Anyway, Welcome to TSF mate 

I think it could just be that your console has finally "had it" as they say. 6 years of regular use could have caused it to become faulty.

However, we can still try and get it going good again 

You said about the dust being removed which shows that you opened up your console. I would like you to try turning it on and checking to see if the fans power up (as they may have failed).

I believe it is overheating due to the fact that you said the PS1/2 games work (which tells us it can run lesser graphics fine - they produce less heat as the GPU/CPU is working less hard).


----------



## johnnymx

I appreciate the welcome, Redeye. Ok. So... the fan? I turn my sound system off and I can hear a faint whirring. Seems like it is. ... It seems it just got a little louder, about 10+ minutes in now. Though it still seems faint and the right side (under the the exhaust vents) seems very hot already. PS2 game is still running fine.

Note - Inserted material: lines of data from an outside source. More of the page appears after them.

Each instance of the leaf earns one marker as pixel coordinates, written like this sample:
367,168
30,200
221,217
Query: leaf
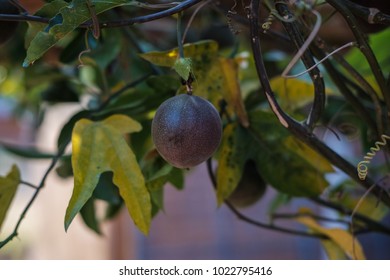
158,180
183,67
100,147
232,156
350,246
8,187
30,152
286,170
106,190
67,19
216,78
233,94
66,132
193,50
305,152
48,10
88,214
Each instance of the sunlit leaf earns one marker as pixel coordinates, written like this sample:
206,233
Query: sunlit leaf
216,77
106,190
100,147
27,152
158,180
193,50
305,152
233,92
88,214
287,171
8,187
342,238
68,19
48,10
333,251
293,93
232,156
66,132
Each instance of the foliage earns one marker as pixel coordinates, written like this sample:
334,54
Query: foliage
72,51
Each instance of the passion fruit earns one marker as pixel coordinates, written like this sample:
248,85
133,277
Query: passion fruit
186,130
250,189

Is there anything else I can do to test if it's the fan? It's alright if it's "had it" as you say. It's pretty old and I feel lucky it went for this long. Though I'm not yet ready to dump time and money into a replair/replacement yet.


----------



## hasseli

You can insert any game inside (PS3 game, blueray-disc) and just let the intro video run for a while or let the game be in the game menu for a while.


----------



## johnnymx

Ok. So I finally got around to trying Hasseli's suggestion. I let it sit on the menu screen for over 20 minutes. It goes into and out of the intro movies. No problem. I start up a New Game, and less than 5 minutes, the screen flickers and textures start forming spikes again.

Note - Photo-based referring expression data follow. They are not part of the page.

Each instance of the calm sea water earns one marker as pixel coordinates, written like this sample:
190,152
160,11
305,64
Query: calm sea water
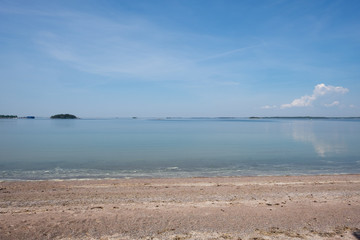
116,148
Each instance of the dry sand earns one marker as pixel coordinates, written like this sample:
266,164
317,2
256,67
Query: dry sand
295,207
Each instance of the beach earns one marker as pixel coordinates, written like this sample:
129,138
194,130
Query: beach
268,207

Yet, still no sign of glitching on any non-PS3 title or blu-ray movies. I'm afraid to take the thing apart again. I might make it so I can't play anything at all. But I will say that talking with a Sony Rep on the phone and following those steps definitely made it worse. It just makes it lock up faster now.


----------



## 1 g0t 0wn3d

I believe that you have a problem with the thermal interface material between your chip and heat sink. Without a good connection between the cpu/gpu the heat sink can not absorb the heat put out by the components fast enough. Can you feel lots of hot air being expelled or is the air cooler than it seems like it should be based on how hot the system itself is.


----------



## 1 g0t 0wn3d

This person had a similar issue and it was fixed by a thermal paste replacement
http://boardsus.playstation.com/t5/...mal-compound-replacement/td-p/34633624/page/3


----------